The Southwest incident highlights a broader safety challenge. As FODNews has reported, pilots near major airports have documented a worsening bird strike environment, with industry estimates pegging annual costs near $900 million in the United States alone.

Bird ingestion events can produce cockpit smoke through several pathways — thermal damage to engine components, electrical faults, or, as in the Southwest case, engine oil reaching extreme temperatures after a load reduction device activated following the ingestion.

The New Orleans incident is catalogued in the NTSB database under investigation number DCA24LA330. The Boeing 737-8 involved, registered N8830Q, suffered no structural damage, but the crew’s firsthand account of near-total instrument obscuration prompted the NTSB’s broader inquiry into training standards.

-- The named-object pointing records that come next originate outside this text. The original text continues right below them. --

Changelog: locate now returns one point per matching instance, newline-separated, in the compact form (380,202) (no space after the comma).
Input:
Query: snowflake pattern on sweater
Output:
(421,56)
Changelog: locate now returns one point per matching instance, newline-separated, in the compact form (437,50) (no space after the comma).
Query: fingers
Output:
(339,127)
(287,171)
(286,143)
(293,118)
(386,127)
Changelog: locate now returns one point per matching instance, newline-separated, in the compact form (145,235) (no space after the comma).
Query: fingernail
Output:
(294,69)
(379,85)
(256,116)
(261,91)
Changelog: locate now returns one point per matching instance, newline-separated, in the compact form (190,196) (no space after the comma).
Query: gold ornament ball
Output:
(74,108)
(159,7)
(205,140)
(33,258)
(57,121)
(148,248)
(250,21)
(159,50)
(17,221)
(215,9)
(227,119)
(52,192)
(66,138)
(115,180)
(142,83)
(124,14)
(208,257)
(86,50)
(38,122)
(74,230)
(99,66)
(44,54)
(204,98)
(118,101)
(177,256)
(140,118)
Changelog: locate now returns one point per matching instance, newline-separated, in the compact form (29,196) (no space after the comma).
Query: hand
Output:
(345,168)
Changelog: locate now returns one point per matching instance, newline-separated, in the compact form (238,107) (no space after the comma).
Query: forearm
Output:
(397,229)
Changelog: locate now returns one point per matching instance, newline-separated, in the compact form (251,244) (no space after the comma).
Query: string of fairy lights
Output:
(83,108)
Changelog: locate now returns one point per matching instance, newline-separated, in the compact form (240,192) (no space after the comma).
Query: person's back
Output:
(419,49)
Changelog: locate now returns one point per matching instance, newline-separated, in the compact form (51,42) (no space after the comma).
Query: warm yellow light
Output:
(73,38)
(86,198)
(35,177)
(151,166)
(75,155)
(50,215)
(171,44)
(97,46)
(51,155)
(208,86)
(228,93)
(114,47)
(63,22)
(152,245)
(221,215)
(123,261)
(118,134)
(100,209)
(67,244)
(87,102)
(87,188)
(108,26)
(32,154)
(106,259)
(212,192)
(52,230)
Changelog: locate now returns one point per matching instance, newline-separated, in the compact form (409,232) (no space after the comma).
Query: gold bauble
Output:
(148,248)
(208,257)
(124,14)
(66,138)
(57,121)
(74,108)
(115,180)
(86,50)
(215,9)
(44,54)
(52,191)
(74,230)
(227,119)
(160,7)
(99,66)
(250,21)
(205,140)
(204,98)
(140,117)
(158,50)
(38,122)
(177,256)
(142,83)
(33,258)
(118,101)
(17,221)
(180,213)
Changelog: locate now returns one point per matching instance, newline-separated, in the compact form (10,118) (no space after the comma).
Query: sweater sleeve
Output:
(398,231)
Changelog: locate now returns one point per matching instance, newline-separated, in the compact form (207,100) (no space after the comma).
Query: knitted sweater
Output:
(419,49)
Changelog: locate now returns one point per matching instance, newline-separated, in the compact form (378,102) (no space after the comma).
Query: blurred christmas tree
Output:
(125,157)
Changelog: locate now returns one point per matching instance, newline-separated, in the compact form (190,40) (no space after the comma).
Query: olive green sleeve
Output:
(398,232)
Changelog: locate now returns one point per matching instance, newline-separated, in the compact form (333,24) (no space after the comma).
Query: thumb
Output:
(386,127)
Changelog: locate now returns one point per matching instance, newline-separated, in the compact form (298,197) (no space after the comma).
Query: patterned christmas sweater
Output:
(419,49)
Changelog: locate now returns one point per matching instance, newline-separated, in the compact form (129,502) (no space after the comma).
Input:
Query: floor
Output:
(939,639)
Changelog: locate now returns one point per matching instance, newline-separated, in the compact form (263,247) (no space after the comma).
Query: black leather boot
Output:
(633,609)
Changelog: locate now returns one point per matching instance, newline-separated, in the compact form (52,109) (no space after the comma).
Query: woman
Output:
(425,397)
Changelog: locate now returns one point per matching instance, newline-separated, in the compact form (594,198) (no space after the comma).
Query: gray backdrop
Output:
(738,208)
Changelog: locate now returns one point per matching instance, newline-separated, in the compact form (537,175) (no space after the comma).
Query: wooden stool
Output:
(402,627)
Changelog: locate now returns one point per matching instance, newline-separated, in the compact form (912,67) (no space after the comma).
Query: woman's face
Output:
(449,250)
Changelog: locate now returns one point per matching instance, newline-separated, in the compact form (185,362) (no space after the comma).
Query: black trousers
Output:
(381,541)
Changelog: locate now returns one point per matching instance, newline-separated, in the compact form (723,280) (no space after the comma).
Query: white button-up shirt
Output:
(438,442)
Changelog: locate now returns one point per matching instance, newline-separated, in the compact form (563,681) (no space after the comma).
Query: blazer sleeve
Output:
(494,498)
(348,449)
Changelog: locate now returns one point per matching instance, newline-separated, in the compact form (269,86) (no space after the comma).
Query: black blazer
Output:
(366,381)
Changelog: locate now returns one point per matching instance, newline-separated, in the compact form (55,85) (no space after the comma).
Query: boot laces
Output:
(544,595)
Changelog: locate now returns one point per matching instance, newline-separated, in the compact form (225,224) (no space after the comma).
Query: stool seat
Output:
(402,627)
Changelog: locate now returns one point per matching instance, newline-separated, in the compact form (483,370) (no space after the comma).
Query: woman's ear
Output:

What Smoke-in-Cockpit Simulator Training Could Look Like

The NTSB stopped short of mandating specific simulator hardware, but the report’s language points toward full-flight simulators with visual obscuration capabilities — systems capable of filling the virtual cockpit with simulated smoke to replicate the instrument-reading difficulty flight crews face under time pressure.

The agency described the core problem as an absence of any such requirement, noting that even where airlines conduct smoke drills, the exercises tend to be discussion-based rather than procedurally immersive.

Whether the FAA will move quickly to implement standardized training requirements remains to be seen. The agency has 90 days from receipt of the recommendations to submit a formal response.